Last week got more frantic the longer it went on. Wednesday I matched and dispatched 37 used exchanges; Friday I dispatched forty. (For scale, handling anything over twenty exchanges is a respectable day’s work. Anything over thirty is heavy volume. Anything over 35 means I’m going as hard as I can go, and there’s enough workload to support me going at that speed.) Thursday morning I mentioned to a colleague that I’d done 37 on Wednesday, and he plaintively replied, “I wish I could do that many,” so maybe I’m setting myself a higher standard than average.

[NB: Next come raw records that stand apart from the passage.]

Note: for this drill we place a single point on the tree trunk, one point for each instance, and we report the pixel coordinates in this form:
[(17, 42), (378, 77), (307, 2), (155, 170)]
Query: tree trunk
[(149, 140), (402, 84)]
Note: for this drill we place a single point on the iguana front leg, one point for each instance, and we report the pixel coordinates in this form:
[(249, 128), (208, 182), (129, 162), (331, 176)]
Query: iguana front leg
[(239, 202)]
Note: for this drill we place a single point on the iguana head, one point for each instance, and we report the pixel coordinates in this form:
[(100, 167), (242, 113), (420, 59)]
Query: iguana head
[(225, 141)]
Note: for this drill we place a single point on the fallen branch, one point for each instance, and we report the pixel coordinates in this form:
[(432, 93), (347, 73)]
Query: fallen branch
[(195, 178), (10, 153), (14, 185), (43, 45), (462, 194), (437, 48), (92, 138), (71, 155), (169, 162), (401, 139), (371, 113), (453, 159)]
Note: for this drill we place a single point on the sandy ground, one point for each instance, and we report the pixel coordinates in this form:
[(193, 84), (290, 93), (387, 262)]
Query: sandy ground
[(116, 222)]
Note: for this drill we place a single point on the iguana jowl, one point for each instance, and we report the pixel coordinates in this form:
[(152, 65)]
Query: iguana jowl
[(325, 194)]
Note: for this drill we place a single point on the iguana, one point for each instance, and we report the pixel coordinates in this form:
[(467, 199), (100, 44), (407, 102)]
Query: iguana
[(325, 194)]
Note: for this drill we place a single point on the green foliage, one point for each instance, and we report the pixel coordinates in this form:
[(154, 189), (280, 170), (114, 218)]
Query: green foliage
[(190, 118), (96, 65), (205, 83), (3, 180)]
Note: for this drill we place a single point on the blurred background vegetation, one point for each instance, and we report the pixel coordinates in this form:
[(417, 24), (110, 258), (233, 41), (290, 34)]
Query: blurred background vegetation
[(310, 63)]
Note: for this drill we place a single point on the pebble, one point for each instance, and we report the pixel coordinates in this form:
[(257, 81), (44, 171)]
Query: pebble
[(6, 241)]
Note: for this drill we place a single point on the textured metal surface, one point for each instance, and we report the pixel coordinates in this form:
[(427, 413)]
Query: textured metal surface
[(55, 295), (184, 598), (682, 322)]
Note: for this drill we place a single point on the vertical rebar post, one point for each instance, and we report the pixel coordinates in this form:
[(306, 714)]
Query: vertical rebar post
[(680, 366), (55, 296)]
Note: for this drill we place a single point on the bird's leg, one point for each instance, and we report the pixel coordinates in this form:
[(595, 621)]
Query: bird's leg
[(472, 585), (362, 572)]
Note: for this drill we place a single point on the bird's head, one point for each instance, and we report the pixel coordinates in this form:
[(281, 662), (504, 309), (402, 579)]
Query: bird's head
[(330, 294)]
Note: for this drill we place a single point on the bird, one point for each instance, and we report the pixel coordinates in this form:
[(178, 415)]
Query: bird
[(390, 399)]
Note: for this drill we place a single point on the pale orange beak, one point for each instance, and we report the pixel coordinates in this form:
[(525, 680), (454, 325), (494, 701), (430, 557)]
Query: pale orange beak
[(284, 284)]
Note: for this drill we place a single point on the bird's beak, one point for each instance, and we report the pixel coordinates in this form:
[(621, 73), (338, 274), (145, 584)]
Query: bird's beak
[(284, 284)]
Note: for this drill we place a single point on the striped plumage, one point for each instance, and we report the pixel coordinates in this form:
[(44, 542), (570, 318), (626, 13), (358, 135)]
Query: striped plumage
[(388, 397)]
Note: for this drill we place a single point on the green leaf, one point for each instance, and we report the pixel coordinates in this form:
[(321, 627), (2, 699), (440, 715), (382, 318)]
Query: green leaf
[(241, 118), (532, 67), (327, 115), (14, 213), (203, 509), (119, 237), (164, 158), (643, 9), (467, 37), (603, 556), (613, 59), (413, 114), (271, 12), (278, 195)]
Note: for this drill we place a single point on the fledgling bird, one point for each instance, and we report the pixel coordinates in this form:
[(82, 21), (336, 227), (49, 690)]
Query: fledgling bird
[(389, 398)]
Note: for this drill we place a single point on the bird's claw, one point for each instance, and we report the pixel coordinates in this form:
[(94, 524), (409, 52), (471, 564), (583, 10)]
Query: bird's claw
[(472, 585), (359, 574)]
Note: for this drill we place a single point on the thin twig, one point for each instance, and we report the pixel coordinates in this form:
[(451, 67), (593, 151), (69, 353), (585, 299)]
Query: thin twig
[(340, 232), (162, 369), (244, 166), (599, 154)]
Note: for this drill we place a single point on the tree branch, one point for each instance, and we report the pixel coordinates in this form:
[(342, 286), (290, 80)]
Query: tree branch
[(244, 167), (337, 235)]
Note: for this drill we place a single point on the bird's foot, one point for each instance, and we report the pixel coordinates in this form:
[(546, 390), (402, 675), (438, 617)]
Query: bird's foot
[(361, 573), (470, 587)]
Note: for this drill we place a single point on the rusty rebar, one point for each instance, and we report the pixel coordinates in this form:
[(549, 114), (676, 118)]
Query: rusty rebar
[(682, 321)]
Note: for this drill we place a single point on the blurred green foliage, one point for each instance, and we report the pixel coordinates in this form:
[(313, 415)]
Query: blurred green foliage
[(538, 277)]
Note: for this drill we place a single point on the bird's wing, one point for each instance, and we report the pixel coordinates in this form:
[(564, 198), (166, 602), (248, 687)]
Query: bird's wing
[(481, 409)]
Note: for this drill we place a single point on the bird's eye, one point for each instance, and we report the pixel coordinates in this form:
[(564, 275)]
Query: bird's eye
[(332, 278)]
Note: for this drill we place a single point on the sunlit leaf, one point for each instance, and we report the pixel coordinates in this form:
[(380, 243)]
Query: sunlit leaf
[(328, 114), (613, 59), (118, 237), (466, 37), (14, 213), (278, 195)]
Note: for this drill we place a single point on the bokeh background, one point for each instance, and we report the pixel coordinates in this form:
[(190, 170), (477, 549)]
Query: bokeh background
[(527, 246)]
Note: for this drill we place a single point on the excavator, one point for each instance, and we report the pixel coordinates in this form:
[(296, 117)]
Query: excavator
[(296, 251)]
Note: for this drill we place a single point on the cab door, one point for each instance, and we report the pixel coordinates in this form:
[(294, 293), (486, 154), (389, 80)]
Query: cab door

Matching used exchanges is a fiddly job ’cos I have to make sure that all the components in the system I’m proposing to send out are at least the equivalent of what the customer already has. Even something as minor as the wrong wireless card or battery can make me have to flip an exchange to new-build. And if I get it wrong, the customer will inevitably catch it and throw it all back, and I have to do it all over.
I happen to be fast and good at matching for two reasons, neither of which I can share with other team members: first, I have a good memory for detail and can remember things that make a good match, and second, I hacked together a tool to keep track of all the part numbers I need for the last generation or two of systems, so I can use those part numbers as filters to cut down on the number of candidate systems I have to wade through to find a match. My team lead doesn’t like me using the tool but can’t say a lot because my results are so good. But he can say don’t spread it around or you’ll end up with something you have to maintain, and he’s right about that. As Rick Cook said, there’s a huge difference between something an expert hacks together for his own use, and a production system with full user interface, error-checking, and documentation. I don’t want to get myself into having to maintain a tool for everybody, so I’m okay with not sharing it around.
But really, I would like it if this week piled on a little less than last week did.